When writing, metadata can be included as dataset headers (Pandas MultiIndex columns), placed on another sheet if writing to Excel, or dropped. This is controlled by `read_header` and `save_header`.

### Pipeline transformation methods

`Pipeline` objects with a valid dataset can access 6 transformation methods that modify the held dataset.

* `resample()` - resample data to a different frequency, taking into account whether data is of stock or flow type.
* `chg_diff()` - calculate percent changes or differences for same period last year, last period or at annual rate.
* `decompose()` - seasonally decompose series into trend or seasonally adjusted components.
* `convert()` - convert to US dollars, constant prices or percent of GDP.
* `rebase()` - set a period or window as 100, scale rest accordingly
* `rolling()` - calculate rolling windows, either average or sum.

```python
from econuy.core import Pipeline

p = Pipeline()
p.get("balance_nfps")
p.convert(flavor="usd")
p.resample(rule="A-DEC", operation="sum")
```

### Saving the current dataset

While `Pipeline.get()` will generally save the retrieved dataset to `location`, transformation methods won't automatically write data.

However, `Pipeline.save()` can be used, which will overwrite the file on disk (or SQL table) with the contents in `dataset`.

## The `Session()` class

Like a `Pipeline`, except it can hold several datasets.

The `datasets` attribute is a `dict` of name-DataFrame pairs. Additionally, `Session.get()` accepts a sequence of strings representing several datasets.
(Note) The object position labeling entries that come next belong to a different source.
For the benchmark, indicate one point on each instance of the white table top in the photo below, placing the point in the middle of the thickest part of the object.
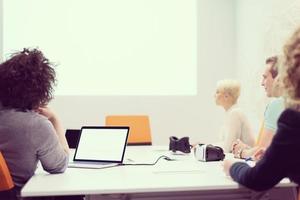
(183, 174)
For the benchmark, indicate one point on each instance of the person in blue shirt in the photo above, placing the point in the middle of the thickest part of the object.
(271, 115)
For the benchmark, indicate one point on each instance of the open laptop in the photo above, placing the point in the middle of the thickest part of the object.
(100, 147)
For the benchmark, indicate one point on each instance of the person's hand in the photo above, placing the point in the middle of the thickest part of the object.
(259, 153)
(227, 163)
(195, 144)
(46, 111)
(237, 147)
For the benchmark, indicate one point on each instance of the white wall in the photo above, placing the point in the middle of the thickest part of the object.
(262, 28)
(194, 116)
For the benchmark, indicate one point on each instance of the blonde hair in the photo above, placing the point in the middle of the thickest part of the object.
(230, 87)
(290, 71)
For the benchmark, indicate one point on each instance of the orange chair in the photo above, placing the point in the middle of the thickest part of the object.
(139, 134)
(6, 182)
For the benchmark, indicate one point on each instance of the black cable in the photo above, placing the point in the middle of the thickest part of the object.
(149, 164)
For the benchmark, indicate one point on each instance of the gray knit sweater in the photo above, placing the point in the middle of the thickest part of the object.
(25, 139)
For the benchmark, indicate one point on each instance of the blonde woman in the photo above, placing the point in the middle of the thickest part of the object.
(281, 158)
(236, 125)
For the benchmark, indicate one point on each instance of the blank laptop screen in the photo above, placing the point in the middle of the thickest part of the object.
(102, 144)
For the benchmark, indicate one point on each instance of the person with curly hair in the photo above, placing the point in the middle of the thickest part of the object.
(281, 158)
(29, 130)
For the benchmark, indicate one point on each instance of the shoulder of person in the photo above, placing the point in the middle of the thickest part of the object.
(290, 117)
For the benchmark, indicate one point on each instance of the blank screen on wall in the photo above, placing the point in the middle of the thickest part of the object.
(110, 47)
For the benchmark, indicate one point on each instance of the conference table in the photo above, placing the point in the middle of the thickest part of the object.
(183, 177)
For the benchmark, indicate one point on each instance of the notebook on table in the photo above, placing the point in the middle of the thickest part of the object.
(100, 147)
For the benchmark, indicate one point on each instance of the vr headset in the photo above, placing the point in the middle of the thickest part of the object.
(182, 144)
(203, 152)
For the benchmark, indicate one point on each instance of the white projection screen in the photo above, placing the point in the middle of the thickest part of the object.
(109, 47)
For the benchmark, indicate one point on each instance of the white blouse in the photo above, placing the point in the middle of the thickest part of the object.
(235, 126)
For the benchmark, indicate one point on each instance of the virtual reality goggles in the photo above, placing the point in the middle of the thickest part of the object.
(203, 152)
(182, 144)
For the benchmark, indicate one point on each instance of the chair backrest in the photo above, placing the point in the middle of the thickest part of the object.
(139, 133)
(72, 136)
(6, 182)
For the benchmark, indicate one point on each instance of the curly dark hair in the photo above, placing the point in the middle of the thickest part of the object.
(291, 73)
(26, 80)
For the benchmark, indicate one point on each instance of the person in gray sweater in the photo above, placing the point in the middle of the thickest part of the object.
(281, 158)
(29, 131)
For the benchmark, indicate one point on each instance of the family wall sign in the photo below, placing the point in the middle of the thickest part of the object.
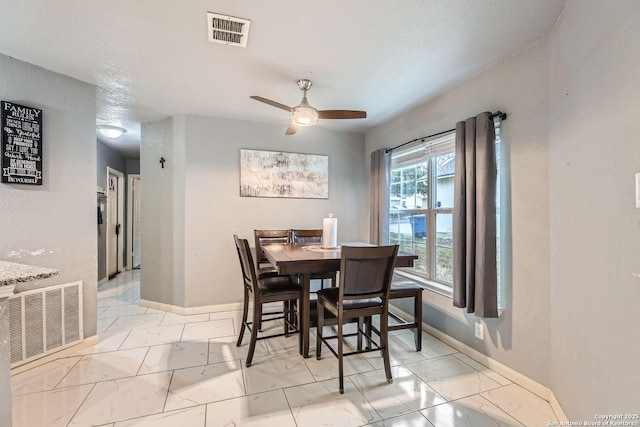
(21, 144)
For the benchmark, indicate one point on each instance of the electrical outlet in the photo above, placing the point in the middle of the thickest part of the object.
(638, 190)
(479, 331)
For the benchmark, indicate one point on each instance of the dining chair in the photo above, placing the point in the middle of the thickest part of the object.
(264, 290)
(406, 288)
(302, 236)
(263, 237)
(363, 292)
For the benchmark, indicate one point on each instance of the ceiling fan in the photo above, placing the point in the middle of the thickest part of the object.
(305, 115)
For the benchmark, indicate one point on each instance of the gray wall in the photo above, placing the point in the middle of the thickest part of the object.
(133, 166)
(190, 260)
(595, 227)
(571, 319)
(520, 337)
(107, 157)
(54, 225)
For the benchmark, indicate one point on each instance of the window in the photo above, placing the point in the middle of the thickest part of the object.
(421, 206)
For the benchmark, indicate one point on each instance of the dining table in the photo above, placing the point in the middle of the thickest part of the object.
(303, 260)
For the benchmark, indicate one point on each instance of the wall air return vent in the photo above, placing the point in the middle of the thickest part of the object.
(227, 29)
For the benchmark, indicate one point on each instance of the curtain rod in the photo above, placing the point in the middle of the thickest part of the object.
(503, 116)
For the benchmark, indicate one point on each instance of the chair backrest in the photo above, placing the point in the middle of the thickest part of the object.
(306, 236)
(263, 237)
(366, 272)
(249, 275)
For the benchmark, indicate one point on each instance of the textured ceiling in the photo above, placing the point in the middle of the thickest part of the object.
(151, 59)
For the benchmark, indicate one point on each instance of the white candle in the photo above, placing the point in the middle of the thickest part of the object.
(330, 232)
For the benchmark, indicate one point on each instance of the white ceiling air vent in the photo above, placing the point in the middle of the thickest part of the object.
(228, 29)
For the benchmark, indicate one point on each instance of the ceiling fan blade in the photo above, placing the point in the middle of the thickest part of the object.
(292, 129)
(270, 102)
(342, 114)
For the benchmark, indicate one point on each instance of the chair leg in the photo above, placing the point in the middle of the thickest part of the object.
(286, 310)
(319, 328)
(257, 315)
(340, 356)
(417, 310)
(384, 345)
(245, 310)
(368, 322)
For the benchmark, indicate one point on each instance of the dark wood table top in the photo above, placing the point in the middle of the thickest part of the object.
(289, 258)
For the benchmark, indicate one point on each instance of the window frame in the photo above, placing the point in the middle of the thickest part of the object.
(444, 144)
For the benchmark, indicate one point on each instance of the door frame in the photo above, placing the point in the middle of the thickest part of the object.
(130, 218)
(119, 219)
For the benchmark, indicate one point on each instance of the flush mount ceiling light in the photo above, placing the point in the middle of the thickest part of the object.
(111, 131)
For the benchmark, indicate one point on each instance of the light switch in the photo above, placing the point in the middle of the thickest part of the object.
(638, 190)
Transformation and saving methods support a `select` parameter that determines which held datasets are considered.

```python
from econuy.session import Session

s = Session(location="your/directory")
s.get(["cpi", "nxr_monthly"])
s.get("commodity_index")
s.rolling(window=12, operation="mean", select=["nxr_monthly", "commodity_index"])
```

`Session.get_bulk()` makes it easy to get several datasets in one line.

```python
from econuy.session import Session

s = Session()
s.get_bulk("all")
```

```python
from econuy.session import Session

s = Session()
s.get_bulk("fiscal_accounts")
```

`Session.concat()` combines selected datasets into a single DataFrame with a common frequency, and adds it as a new key-pair in `datasets`.

## External binaries and libraries

### unrar libraries

The [patool](https://github.com/wummel/patool) package is used in order to access data provided in `.rar` format. This package requires that you have the `unrar` binaries in your system, which in most cases you should already have. You can can get them from [here](https://www.rarlab.com/rar_add.htm) if you don't.

### Selenium webdrivers

Some retrieval functions need Selenium to be configured in order to scrape data. These functions include a `driver` parameter in which a Selenium Webdriver can be passed, or they will attempt to configure a Chrome webdriver, even downloading the chromedriver binary if needed. This still requires an existing Chrome installation.

----

# Caveats and plans

## Caveats

This project is heavily based on getting data from online sources that could change without notice, causing methods that download data to fail. While I try to stay on my toes and fix these quickly, it helps if you create an issue when you find one of these (or even submit a fix!).

## Plans

* Implement a CLI.
* ~~Provide methods to make keeping an updated database easy~~. `Session.get_bulk()` mostly covers this.
* ~~Visualization.~~ (I have decided that visualization should be up to the end-user. However, the [webapp](https://econ.uy) is available for this purpose).
* Translations for dataset descriptions and metadata.